I want to extract how many positive reviews by brand are in a dataset which includes reviews from thousands of products. I used this code and I got a table including percentaje of positive and non-positive reviews. How can I get only the percentage of positive reviews by brand? I only want the "True" results in positive_review. Thanks!
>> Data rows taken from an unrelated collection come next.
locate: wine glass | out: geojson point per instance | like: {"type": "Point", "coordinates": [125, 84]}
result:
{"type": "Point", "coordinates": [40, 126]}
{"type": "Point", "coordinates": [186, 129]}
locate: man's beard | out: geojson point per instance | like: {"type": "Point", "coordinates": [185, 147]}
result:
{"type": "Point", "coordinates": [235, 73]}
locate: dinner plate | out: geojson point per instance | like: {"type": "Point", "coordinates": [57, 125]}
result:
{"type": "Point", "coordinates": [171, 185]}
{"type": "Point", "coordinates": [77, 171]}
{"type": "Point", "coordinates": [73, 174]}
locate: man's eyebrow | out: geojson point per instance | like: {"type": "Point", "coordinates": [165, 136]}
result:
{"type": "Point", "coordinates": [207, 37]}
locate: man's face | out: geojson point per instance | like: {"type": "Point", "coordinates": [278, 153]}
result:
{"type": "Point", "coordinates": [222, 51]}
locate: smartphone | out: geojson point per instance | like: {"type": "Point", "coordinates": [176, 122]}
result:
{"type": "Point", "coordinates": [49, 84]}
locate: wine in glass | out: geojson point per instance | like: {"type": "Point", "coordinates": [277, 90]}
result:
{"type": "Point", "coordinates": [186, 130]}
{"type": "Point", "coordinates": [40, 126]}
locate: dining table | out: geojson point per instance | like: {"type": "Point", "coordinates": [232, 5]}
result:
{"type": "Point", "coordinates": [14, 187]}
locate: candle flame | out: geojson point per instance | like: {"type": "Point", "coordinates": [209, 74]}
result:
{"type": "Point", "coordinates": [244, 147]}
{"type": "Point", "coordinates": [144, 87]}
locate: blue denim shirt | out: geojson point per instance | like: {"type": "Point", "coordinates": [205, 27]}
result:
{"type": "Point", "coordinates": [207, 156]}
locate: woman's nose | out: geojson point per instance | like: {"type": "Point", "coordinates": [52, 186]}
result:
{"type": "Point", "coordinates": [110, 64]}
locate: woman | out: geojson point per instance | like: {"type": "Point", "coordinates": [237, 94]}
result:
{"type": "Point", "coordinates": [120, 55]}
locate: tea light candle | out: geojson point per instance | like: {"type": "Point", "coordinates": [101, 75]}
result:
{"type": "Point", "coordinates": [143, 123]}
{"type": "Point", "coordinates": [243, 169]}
df_reviews_ok.groupby("brand")["positive_review"].value_counts(normalize=True).mul(100).round(2)
brand positive_review
Belkin False 70.00
True 30.00
Bowers & Wilkins False 67.65
True 32.35
Corsair False 75.22
True 24.78
Definitive Technology False 68.29
True 31.71
Dell False 60.87
True 39.13
DreamWave False 100.00
House of Marley False 100.00
JBL False 58.43
True 41.57
Kicker True 66.67
False 33.33
Lenovo False 76.92
True 23.08
Logitech False 75.75
True 24.25
MEE audio False 53.80
True 46.20
Microsoft False 67.86
True 32.14
Midland False 72.09
True 27.91
Motorola False 72.92
True 27.08
Netgear False 72.30
True 27.70
Pny False 68.78
True 31.22
Power Acoustik False 100.00
SVS False 100.00
Samsung False 61.94
True 38.06
Sanus False 75.93
True 24.07
Sdi Technologies, Inc. False 55.63
True 44.37
Siriusxm False 73.33
True 26.67
Sling Media False 67.16
True 32.84
Sony False 55.40
True 44.60
Toshiba False 56.52
True 43.48
Ultimate Ears False 70.21
True 29.79
Verizon Wireless False 75.86
True 24.14
WD False 58.33
True 41.67
Yamaha False 61.15
True 38.85
Name: positive_review, dtype: float64
Use Sum Function to Count Specific Values in a Column in a Dataframe. We can use the sum() function on a specified column to count values equal to a set condition, in this case we use == to get just rows equal to our specific data point. If we wanted to count specific values that match another boolean operation we can.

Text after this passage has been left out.